Random, extreme events: What are our options when we confront events we don’t understand? Is it possible to develop characteristics to emulate strengths in nature in becoming antifragile as described by former wall street trader, now academic, Nassim Nicholas Taleb?
“When you are fragile, you depend on things following the exact planned course, with as little deviation as possible.”Nassim Nicholas Taleb
Here are some insights into Taleb’s approach, especially relevant today:
Bio: Nassim N. Taleb is a former derivatives trader who became a scholar and philosophical essayist in 2006. Although he is currently Distinguished Professor of Risk Engineering at New York University’s Polytechnic Institute, he self-funds his research and operates in the manner of independent scholars. Taleb is the author of The Black Swan: (2007–2010) and Antifragile: Things That Gain from Disorder (2012).
His works focuses on decision making under uncertainty, as well as technical and philosophical problems with probability and metaprobability, in other words “what to do in a world we don’t understand”.
Since I wrote this post, I also followed it up with this presentation:
To better understand the context of these concepts including Taleb’s description of fragility, Black Swan events described below:
Becoming antifragile focuses on approaches that enable us to survive or even thrive from choosing a strengthening response to high levels of volatility, and particularly those unexpected extreme events. He also clarifies the dilemma of most modern, large institutions. “When you are fragile, you depend on things following the exact planned course, with as little deviation as possible.”
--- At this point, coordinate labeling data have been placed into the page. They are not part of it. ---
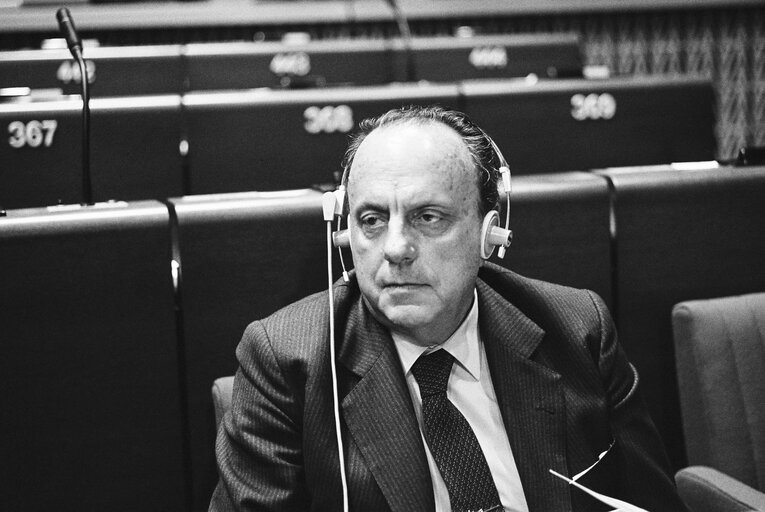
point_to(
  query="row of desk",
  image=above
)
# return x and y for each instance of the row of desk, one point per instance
(154, 147)
(116, 318)
(293, 62)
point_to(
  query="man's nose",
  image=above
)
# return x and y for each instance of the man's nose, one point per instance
(399, 246)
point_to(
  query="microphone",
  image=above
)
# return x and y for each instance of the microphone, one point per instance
(66, 27)
(406, 37)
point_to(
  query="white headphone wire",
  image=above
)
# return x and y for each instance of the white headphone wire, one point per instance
(333, 363)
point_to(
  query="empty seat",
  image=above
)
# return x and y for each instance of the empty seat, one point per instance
(680, 235)
(243, 256)
(91, 401)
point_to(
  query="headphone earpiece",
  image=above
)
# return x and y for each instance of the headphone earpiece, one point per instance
(492, 235)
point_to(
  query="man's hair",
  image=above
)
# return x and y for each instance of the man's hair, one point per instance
(482, 150)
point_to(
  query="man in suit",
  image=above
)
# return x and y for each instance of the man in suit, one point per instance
(460, 383)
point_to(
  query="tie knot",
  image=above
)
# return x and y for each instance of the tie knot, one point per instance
(432, 372)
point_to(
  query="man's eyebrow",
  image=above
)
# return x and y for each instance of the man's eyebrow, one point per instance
(370, 205)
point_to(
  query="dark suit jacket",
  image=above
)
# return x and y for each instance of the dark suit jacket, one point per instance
(565, 389)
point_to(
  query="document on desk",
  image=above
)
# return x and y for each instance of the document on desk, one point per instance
(620, 506)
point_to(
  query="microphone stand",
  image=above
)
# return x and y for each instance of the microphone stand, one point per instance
(66, 25)
(87, 186)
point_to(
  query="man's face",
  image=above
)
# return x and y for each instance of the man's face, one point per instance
(415, 228)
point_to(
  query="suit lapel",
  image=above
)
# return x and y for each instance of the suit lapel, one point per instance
(530, 398)
(380, 417)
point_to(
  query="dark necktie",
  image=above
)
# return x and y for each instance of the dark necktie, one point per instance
(451, 440)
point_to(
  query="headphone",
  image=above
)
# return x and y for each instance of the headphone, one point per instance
(492, 234)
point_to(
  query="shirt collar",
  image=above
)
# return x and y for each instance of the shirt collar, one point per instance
(462, 345)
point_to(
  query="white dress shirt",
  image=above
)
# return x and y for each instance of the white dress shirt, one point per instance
(470, 389)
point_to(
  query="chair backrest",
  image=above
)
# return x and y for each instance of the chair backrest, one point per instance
(223, 389)
(720, 354)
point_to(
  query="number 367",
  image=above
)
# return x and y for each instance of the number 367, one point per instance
(33, 133)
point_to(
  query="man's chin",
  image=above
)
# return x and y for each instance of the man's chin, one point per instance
(406, 317)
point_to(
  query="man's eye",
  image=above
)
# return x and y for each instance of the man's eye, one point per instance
(428, 218)
(370, 221)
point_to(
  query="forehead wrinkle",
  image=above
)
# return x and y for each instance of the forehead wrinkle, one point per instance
(384, 155)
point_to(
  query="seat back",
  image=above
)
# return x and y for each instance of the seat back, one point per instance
(223, 389)
(720, 354)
Taleb predicted what was going to fail in the stock market based on fragility. He profited mightily during the stock market crash of 1987, and is energized in his research because of it. He used the example of technology as fragile, useful in predicting the future. He also describes those who profit without having “skin in the game,” that is those who become wealthy with low or no risk at the expense of others.
Black Swans, as described by Taleb are, “large-scale unpredictable and irregular events of massive consequence.” They are non-linear.
Taleb uses his approach as a replacement for forecasting. There is no mathematical probability for rare events. There is NOT enough data. Positive and negative examples of Black Swan events include:
the invention of the computer and the Internet
- the stock market crash of 1929
- the invention of the computer and the Internet
- World War I
- terrorist attacks of 9/11
What would we add today? Polarization of politics? The attack on the US Capitol in January of 2021?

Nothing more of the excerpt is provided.